First of all, the efficiency of the company since the unity of place creates synergies that increase the capacity for innovation. This is Coase’s idea but also the one that can be found by extension in Joel Mokyr’s book on the culture of growth. Exchanges promote innovation and efficiency. Associated with this arises the question relating to the measurement of the efficiency and productivity of employees. The balance is changed in depth and certainly for a long time because employees have developed a taste for remote working. But this presupposes new operating rules to avoid a gradual uberization of employees.
This being the case, remote working is also an answer to the question of regional planning. Everyone, within this framework, must be able to set up wherever they wish depending on the constraints of remote working (nevertheless conditioned by the quality of the connections, which is another objective of industrial policy). This then profoundly changes the income dynamic. Income in metropolitan areas is higher than in a village. Is it relevant to pay the same salary for a person whose permanent accommodation switches from the metropolis to the town? The salary paid takes into account at least part of the geographical environment of the company. On this point, the questions are open.
We must also be careful because remote working is also opposed to employment which cannot benefit from this property. The labor market is probably becoming even less homogeneous.
The polarization of the labor market which distinguishes three categories: highly qualified jobs for which the unemployment rate is low and high wages, which are direct candidates for work from home; unskilled jobs for which employment growth is positive but where wages are low and which do not benefit from remote working and low-skilled people who have been the big losers in the evolution of the labor market for 20 years . How will the balance be achieved for this last category which represents 60% of the labor market. This is where all training efforts must be made to adapt employment to the economy of tomorrow. The stake of the labor market which was already in this part of the labor market is further accentuated by the new situation. The economy is in turmoil and we must give ourselves the means to ensure that this part of the labor market adapts and benefits from a more stable and more profitable job.
The ruptures caused by the health crisis are deep.
The world that is opening up no longer looks like the one before. The lesson is that we have to rebuild the economy.
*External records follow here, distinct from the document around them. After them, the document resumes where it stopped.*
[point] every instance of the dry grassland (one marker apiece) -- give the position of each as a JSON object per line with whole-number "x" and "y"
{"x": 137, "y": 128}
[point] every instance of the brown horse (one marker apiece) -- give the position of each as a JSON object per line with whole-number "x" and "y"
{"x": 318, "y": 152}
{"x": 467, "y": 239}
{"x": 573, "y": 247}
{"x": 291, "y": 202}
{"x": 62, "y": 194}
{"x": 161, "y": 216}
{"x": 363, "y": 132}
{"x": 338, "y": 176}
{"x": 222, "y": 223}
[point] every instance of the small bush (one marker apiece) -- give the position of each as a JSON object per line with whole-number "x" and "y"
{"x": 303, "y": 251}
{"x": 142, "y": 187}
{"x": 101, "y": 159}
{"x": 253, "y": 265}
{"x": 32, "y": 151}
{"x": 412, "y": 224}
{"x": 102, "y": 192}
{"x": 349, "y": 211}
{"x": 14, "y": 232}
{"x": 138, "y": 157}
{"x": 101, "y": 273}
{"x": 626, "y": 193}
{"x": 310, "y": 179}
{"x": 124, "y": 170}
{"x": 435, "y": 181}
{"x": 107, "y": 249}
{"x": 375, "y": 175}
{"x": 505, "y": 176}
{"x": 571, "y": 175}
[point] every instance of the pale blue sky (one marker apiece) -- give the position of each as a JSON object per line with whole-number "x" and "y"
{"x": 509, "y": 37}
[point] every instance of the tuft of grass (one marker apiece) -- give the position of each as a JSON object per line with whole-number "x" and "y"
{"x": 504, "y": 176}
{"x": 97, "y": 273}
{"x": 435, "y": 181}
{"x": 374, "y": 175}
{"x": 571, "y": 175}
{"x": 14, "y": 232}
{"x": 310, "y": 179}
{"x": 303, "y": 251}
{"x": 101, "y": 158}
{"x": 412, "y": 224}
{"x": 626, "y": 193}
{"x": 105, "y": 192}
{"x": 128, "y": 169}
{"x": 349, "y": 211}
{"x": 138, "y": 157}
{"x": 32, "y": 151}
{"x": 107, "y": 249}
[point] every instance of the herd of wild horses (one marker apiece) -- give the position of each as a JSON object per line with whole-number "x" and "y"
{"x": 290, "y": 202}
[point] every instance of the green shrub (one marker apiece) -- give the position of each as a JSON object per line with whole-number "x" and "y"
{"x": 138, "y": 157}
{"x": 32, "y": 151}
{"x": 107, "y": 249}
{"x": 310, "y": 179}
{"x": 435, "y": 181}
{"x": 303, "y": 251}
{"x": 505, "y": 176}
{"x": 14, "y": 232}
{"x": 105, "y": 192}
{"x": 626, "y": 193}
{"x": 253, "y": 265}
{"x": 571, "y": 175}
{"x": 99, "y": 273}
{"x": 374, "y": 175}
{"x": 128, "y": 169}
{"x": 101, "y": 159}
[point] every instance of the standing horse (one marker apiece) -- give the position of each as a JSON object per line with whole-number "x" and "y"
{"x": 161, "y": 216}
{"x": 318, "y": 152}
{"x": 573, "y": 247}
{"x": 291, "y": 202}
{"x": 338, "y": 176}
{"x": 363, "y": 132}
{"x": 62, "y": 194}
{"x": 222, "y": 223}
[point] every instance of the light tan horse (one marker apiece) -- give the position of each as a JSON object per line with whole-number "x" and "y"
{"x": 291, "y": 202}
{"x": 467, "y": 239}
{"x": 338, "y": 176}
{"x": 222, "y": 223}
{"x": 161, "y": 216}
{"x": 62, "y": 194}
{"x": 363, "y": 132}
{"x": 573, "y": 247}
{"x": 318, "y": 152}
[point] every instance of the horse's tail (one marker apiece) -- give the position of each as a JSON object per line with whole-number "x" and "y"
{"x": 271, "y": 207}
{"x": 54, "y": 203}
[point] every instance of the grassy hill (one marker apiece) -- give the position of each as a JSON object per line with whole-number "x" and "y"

This will involve negative real interest rates in order to promote growth in the real economy and reverse the directions taken over the past 40 years which have favored the financial sphere. This reconstruction will also result in new relations with the rest of the world. No one wants to play the same cooperative game anymore, neither China nor the United States and consequently Europe will have to adopt a strategy consistent with them. Each country will have to be more autonomous in its way of growing.
Finally, within the economy, the balance between work and capital has been profoundly modified by partial unemployment procedures and remote working.
The economy must be rebuilt around these new trends with the constraint of respecting the long-term sustainability of the economy. This is the challenge for all of us.